After years of letting its cash flow strengthen its balance sheet, footwear company Skechers (SKX -9.15%) finally began to send some of its excess cash to shareholders last year. The company announced a $150 million share buyback program in February 2018.
Unfortunately, the pace of that buyback program has been anemic. The company spent $100 million on its own shares in 2018, enough to reduce the outstanding share count only slightly. Skechers' diluted share count was down just 0.7% year over year at the end of 2018.
To Skechers' credit, the buyback was ramped up in the fourth quarter as the stock market was melting down. Skechers spent $41.9 million on buybacks in the fourth quarter alone, paying an average price below $25 per share. Instead of blindly buying back shares at any price, Skechers is being opportunistic. That's a good thing.
But the scale of the buyback program just isn't enough. This is a company worth $5 billion, with nearly $1 billion of cash, short-term investments, and long-term investments net of debt on the balance sheet as of the end of 2018. A $150 million buyback program spanning multiple years won't move the needle, and it won't stop cash from piling up. Over the past five years, Skechers has averaged around $180 million of annual free cash flow.

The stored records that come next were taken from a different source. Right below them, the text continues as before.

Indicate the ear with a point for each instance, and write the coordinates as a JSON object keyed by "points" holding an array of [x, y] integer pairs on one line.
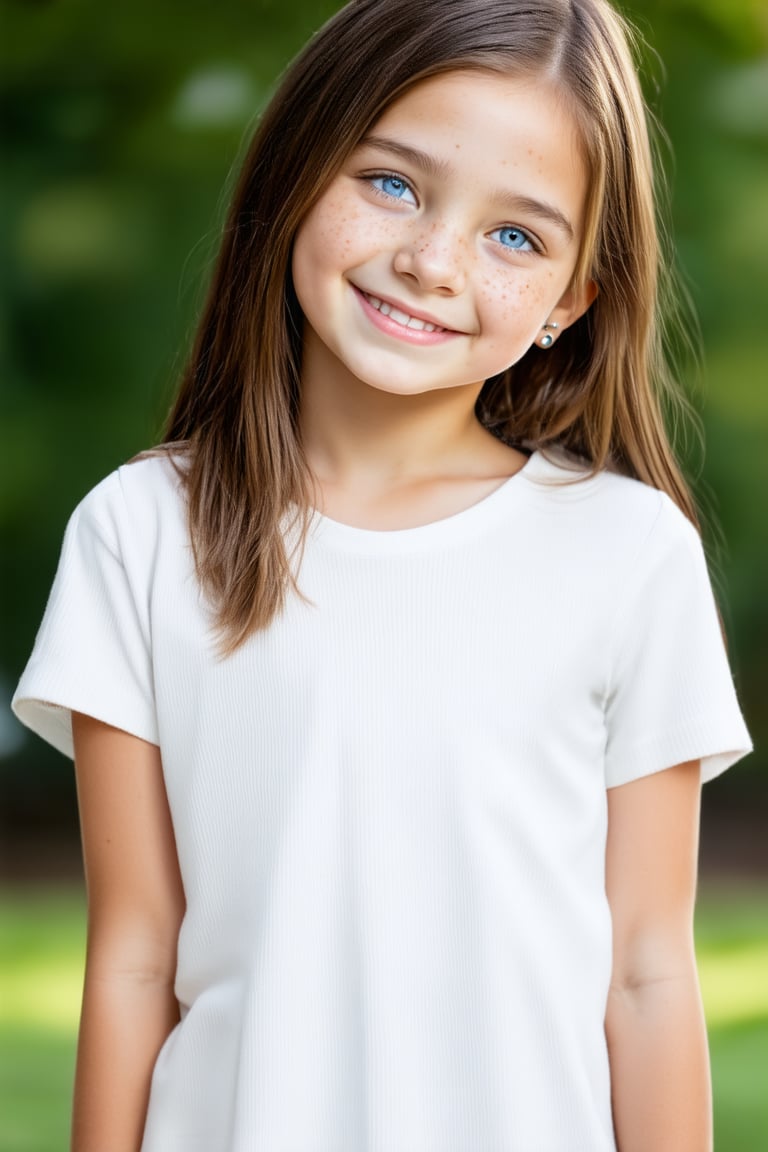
{"points": [[573, 303]]}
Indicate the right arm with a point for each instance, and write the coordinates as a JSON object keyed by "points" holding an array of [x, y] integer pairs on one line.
{"points": [[135, 907]]}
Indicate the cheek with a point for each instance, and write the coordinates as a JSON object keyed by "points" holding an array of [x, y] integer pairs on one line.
{"points": [[511, 298]]}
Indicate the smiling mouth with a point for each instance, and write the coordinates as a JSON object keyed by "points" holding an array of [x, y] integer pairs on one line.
{"points": [[402, 318]]}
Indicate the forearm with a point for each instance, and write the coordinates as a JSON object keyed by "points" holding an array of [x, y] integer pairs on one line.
{"points": [[126, 1018], [660, 1066]]}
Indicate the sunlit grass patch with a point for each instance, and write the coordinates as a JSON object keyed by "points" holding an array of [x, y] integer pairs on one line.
{"points": [[42, 954], [42, 950]]}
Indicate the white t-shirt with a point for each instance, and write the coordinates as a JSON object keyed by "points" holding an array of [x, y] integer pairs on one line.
{"points": [[390, 805]]}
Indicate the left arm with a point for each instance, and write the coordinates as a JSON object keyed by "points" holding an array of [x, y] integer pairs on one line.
{"points": [[654, 1022]]}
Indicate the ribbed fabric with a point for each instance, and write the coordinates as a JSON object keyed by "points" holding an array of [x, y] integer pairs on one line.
{"points": [[390, 806]]}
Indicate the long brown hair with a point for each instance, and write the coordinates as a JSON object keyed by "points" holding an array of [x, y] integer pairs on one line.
{"points": [[600, 389]]}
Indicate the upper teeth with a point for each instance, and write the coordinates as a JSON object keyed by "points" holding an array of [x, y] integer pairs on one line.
{"points": [[394, 313]]}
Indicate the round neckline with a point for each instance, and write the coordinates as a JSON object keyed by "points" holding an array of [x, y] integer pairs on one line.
{"points": [[454, 528]]}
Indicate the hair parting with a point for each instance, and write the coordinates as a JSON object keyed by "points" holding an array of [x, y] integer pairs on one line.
{"points": [[602, 391]]}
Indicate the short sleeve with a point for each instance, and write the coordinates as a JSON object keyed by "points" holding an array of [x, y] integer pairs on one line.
{"points": [[92, 652], [671, 696]]}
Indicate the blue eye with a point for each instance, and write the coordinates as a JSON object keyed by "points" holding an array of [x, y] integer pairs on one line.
{"points": [[393, 186], [514, 239]]}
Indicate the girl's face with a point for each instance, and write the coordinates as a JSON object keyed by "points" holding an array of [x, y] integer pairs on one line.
{"points": [[448, 240]]}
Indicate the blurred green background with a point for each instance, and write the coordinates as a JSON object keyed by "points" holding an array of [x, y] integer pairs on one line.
{"points": [[121, 130]]}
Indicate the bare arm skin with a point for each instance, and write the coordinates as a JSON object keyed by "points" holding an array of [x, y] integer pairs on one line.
{"points": [[135, 906], [654, 1024]]}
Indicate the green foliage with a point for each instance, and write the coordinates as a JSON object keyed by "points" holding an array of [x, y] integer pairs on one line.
{"points": [[42, 946], [122, 127]]}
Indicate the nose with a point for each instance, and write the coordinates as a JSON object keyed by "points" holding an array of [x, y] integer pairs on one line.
{"points": [[434, 259]]}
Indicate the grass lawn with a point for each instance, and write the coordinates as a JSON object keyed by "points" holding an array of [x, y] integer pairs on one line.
{"points": [[42, 934]]}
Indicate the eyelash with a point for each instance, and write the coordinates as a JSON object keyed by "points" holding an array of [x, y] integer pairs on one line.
{"points": [[371, 176]]}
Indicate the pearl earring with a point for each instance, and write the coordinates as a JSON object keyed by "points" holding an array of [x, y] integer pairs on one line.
{"points": [[547, 340]]}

The company needs to put more firepower behind its buyback program, or it needs to start paying a dividend.
A mountain of cash
Skechers has greatly improved its balance sheet over the past decade, particularly in the past five years. The company has been able to largely avoid debt, and its cash balance has soared.
The company has enjoyed a growth spurt over the past five years, driven by its international business. Total revenue has doubled since 2014, and operating income has more than doubled. Skechers has been investing in growth as it expands its international presence and its direct-to-consumer business, but the company is still generating more cash than it knows what to do with.
Based on the average analyst estimate for 2019 earnings, Skechers stock trades at a P/E of about 15. But that ratio doesn't factor in the net cash on the balance sheet at all. If you back out the net cash, the enterprise value-to-earnings ratio is roughly 12. I'm using numbers from the end of 2018, not the first quarter of 2019, since seasonality leads to swings in Skechers' cash throughout the year.
Given the company's growth prospects, a EV/E of 12 doesn't seem right. The S&P 500 currently trades for more than 20 times trailing-12-month earnings, so Skechers is trading at a significant discount to the market, even ignoring the excess cash.
More buybacks, a dividend, or both
One way to remove this complication is to use some of that excess cash that's skewing the valuation metrics. Skechers should absolutely maintain a fortress balance sheet, but it doesn't need anywhere near as much cash as it currently has. A much bigger buyback would do the trick.
Skechers could buy back 10% of its outstanding shares, and it would still have more net cash on the books than it had five years ago. That would reduce how much its cash-rich balance sheet skews its valuation metrics, and it would give a nice boost to per-share earnings.
A dividend is another option. If Skechers wanted to pay investors a 2% yield, that would cost the company $0.63 per share, or less than $100 million, annually. The payout ratio would be around 30% based on earnings estimates for 2019, and the cash on the balance sheet would provide a backstop in case earnings deteriorated. A dividend would also make the stock more palatable to a wider swath of investors.
Skechers can easily afford to continue to invest in growth while ramping up capital returns to shareholders. The current buyback program is a start, but it's not enough to move the needle.